In which there is a VIP moment and I learn to use Indian GPS
Starring Punit whose lessons in how to say 'no' turned out to be extremely useful.
The first thing that happened when I got to Delhi was that the customs official checking all my paperwork complimented me on how neatly and accurately I had filled in my form. I knew immediately that I would love India.
Everyone tells you what a nightmare it is arriving in Indian cities (particularly when exhausted by a sleepless might in a shitty Bangkok hotel) so I was particularly pleased to get myself into a taxi and en route to the hotel without being even vaguely hassled. My driver, Punit, even assured me that he knew exactly where the hotel was. He proceeded to give me a Hindi lesson including counting to ten and yes (ha) and no (nahee) that only came to an end when the traffic ground to a halt and everyone out of their cars to see what was going on. "Has there been an accident?" I asked. "Oh no," said Punit, "this is a VIP moment."

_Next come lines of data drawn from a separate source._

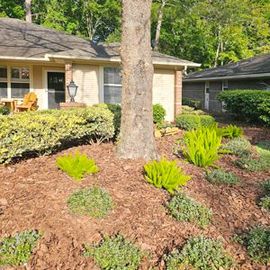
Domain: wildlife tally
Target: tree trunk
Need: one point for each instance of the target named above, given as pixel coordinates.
(136, 135)
(159, 23)
(28, 16)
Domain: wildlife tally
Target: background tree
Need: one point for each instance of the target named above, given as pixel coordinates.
(136, 134)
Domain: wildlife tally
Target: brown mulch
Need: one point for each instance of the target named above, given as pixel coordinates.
(33, 195)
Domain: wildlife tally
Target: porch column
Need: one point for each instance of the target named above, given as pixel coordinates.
(68, 78)
(178, 92)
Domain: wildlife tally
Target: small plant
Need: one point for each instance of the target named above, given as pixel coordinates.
(115, 253)
(257, 243)
(94, 202)
(16, 250)
(184, 208)
(77, 165)
(201, 146)
(222, 177)
(231, 131)
(165, 174)
(200, 253)
(159, 113)
(240, 147)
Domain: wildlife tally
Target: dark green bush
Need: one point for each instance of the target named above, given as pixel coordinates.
(165, 174)
(200, 253)
(44, 132)
(4, 110)
(195, 103)
(94, 202)
(184, 208)
(16, 250)
(222, 177)
(257, 243)
(159, 113)
(115, 253)
(249, 105)
(192, 121)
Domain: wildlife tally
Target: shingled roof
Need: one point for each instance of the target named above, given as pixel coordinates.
(255, 66)
(20, 39)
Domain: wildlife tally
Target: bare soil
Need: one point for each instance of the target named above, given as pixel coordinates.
(33, 195)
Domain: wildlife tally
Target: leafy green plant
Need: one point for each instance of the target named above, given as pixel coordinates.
(201, 146)
(44, 132)
(231, 131)
(193, 121)
(159, 113)
(240, 147)
(219, 176)
(77, 165)
(184, 208)
(94, 202)
(165, 174)
(16, 250)
(257, 243)
(115, 253)
(200, 253)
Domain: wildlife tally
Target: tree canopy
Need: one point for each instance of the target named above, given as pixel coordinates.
(211, 32)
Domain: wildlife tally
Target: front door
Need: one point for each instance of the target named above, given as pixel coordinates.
(56, 89)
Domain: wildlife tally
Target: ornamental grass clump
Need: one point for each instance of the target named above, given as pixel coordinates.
(184, 208)
(201, 146)
(165, 174)
(115, 253)
(77, 165)
(94, 202)
(200, 253)
(219, 176)
(16, 250)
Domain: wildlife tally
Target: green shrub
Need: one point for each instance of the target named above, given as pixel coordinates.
(257, 243)
(165, 174)
(94, 202)
(115, 253)
(201, 146)
(4, 110)
(265, 202)
(231, 131)
(192, 121)
(249, 105)
(44, 132)
(221, 177)
(77, 165)
(200, 253)
(159, 113)
(184, 208)
(240, 147)
(195, 103)
(16, 250)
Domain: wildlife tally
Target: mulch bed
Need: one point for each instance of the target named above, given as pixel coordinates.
(34, 194)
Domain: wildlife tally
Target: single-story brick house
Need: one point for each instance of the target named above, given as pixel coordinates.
(34, 58)
(252, 73)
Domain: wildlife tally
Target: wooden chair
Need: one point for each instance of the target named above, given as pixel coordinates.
(29, 103)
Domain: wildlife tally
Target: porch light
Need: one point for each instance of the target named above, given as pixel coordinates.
(72, 90)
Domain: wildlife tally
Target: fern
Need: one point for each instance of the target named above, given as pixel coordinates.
(201, 146)
(77, 165)
(165, 174)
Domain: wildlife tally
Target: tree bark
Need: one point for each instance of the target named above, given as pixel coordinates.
(28, 16)
(137, 134)
(159, 23)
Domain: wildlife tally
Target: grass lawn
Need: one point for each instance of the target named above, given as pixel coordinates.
(34, 195)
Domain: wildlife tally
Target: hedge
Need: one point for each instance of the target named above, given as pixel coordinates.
(44, 132)
(248, 105)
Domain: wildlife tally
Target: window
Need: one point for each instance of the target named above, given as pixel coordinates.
(112, 85)
(3, 82)
(20, 81)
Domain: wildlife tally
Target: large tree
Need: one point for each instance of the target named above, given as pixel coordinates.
(136, 135)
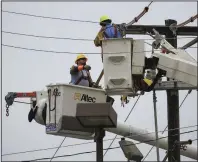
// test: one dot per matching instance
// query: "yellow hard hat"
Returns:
(148, 81)
(80, 56)
(104, 17)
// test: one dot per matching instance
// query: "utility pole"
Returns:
(173, 106)
(172, 91)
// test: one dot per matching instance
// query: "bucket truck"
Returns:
(124, 61)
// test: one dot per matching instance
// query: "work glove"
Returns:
(87, 67)
(124, 100)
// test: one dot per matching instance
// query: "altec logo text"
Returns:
(84, 97)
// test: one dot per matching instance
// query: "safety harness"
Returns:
(88, 77)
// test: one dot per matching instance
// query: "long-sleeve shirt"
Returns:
(76, 74)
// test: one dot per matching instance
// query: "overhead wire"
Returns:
(87, 152)
(85, 143)
(191, 19)
(39, 50)
(48, 17)
(71, 20)
(69, 38)
(67, 52)
(167, 125)
(124, 121)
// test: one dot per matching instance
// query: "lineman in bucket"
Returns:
(80, 74)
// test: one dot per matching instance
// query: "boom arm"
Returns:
(12, 95)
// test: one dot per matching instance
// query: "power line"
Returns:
(48, 37)
(167, 125)
(39, 50)
(85, 143)
(124, 121)
(48, 17)
(66, 52)
(191, 19)
(68, 38)
(81, 153)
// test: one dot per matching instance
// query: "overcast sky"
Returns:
(25, 71)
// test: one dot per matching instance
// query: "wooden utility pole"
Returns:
(173, 106)
(173, 89)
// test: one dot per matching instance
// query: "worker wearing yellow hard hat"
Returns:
(107, 30)
(80, 74)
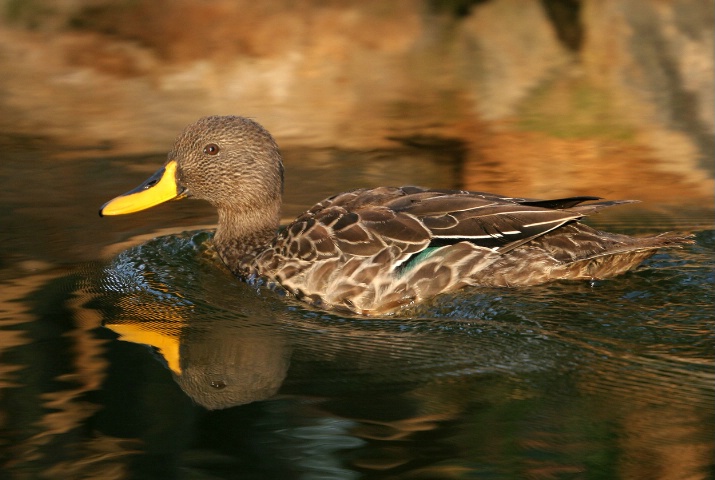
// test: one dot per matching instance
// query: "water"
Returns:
(128, 351)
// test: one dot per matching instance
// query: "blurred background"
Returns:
(616, 96)
(549, 98)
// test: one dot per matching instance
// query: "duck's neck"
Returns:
(242, 234)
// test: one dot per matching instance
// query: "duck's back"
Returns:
(374, 250)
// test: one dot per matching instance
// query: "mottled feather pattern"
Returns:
(346, 251)
(373, 251)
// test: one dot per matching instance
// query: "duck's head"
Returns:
(231, 162)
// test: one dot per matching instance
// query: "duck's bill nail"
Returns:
(157, 189)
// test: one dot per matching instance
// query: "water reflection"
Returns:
(567, 379)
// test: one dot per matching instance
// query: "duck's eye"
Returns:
(211, 149)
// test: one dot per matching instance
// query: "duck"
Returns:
(374, 251)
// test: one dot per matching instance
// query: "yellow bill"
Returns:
(157, 189)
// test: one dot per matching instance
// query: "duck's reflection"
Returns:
(219, 367)
(223, 349)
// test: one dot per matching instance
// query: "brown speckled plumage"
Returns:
(375, 250)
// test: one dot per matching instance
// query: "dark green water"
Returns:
(112, 347)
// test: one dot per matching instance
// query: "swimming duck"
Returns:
(374, 251)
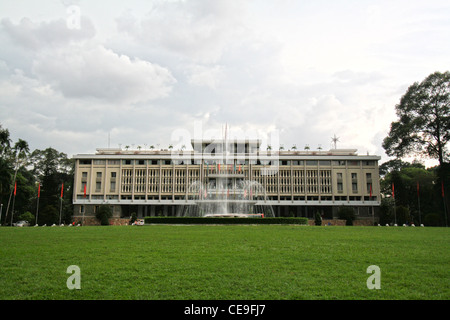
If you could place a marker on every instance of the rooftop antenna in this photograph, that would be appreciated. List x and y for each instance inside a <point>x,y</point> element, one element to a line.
<point>335,140</point>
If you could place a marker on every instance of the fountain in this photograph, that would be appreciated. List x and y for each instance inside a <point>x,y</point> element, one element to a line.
<point>224,191</point>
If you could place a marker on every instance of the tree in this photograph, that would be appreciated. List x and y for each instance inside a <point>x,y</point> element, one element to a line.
<point>424,120</point>
<point>52,168</point>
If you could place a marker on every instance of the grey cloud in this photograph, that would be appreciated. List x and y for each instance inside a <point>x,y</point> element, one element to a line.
<point>40,35</point>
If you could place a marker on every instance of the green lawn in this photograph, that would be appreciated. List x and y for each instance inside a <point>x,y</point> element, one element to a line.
<point>232,262</point>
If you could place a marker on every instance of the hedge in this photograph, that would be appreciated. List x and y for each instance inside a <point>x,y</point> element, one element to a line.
<point>219,220</point>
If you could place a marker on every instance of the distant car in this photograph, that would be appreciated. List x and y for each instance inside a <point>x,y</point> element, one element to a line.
<point>139,222</point>
<point>21,224</point>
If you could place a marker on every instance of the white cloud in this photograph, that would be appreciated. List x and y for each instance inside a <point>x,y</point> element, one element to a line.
<point>143,69</point>
<point>96,72</point>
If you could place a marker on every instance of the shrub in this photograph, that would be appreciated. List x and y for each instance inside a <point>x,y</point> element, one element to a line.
<point>317,219</point>
<point>432,219</point>
<point>103,214</point>
<point>218,220</point>
<point>27,216</point>
<point>347,214</point>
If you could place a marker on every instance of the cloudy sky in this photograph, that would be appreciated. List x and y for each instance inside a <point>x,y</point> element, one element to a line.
<point>78,75</point>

Delhi is choked - with smog, people, cows, rickshaws and incredible architectural treasures. I spent hours wandering around Humayun's Tomb - an enormous complex of tombs and gardens which were built in the 16th century and whose architecture preceded and was eventually refined into the Taj Mahal.
The most iconic building is the Red Fort at the eastern end of the Old City - another enormous complex of buildings though a number where obliterated by the British who also stripped the temple domes of their silver and copper and built large garrisons in the grounds. In a rather neat twist of fate, one of these garrisons is now the home of the Museum of Independence dedicated almost entirely to describing how appallingly they conducted themselves in India.
The main mosque - Jama Masjid - is also exquisite with sweeping views out over the city. We also visited a Sikh temple which was fascinating because it was less a temple and more a community centre including a library, a pharmacy, a dormitory and a huge dining hall that dishes up free food to anyone that wants it. We helped out in the kitchen by inexpertly rolling chappattis. They had an extraordinary machine called the Chappatti Queen that you drop dough balls into at one end and the perfectly cooked chappattis pop out of the other side.
It feels like where ever you go there is something to stare at - colours, clothes, faces - and I originally felt guilty about practically gawking at everyone and everything, but you soon notice that everyone is ogling you right back.
The market street in Old Delhi, called Chandi Chowk, is a mass of people and rickshaws crawling along at snails pace with motorbikes squeezing through between them and the incessant cacophony of horns. The most interesting streets and lanes are off to the sides - fabric and haberdashery stores with reels of embroidered ribbons and drawers of jewels. It's known as the woman's market for obvious reasons. Most women have their saris made and then come here to purchase embellishments that ensure each outfit is completely unique. At the far end there's a spice market with sack after sack of raw spices and dried fruit. Had no idea that you could chew cinnamon sticks - actually rather tasty.
So it's easier to get out to sites that are a bit further afield like the 73m Qutb Minar which was started in the 12th century. It's surrounded by the crumbling ruins of an enormous mosque in the centre of which is a metal pole over 2000 years old that was so expertly forged that not only has it never rusted but historians are at a loss to explain how it could possibly have been forged with the technology available at the time.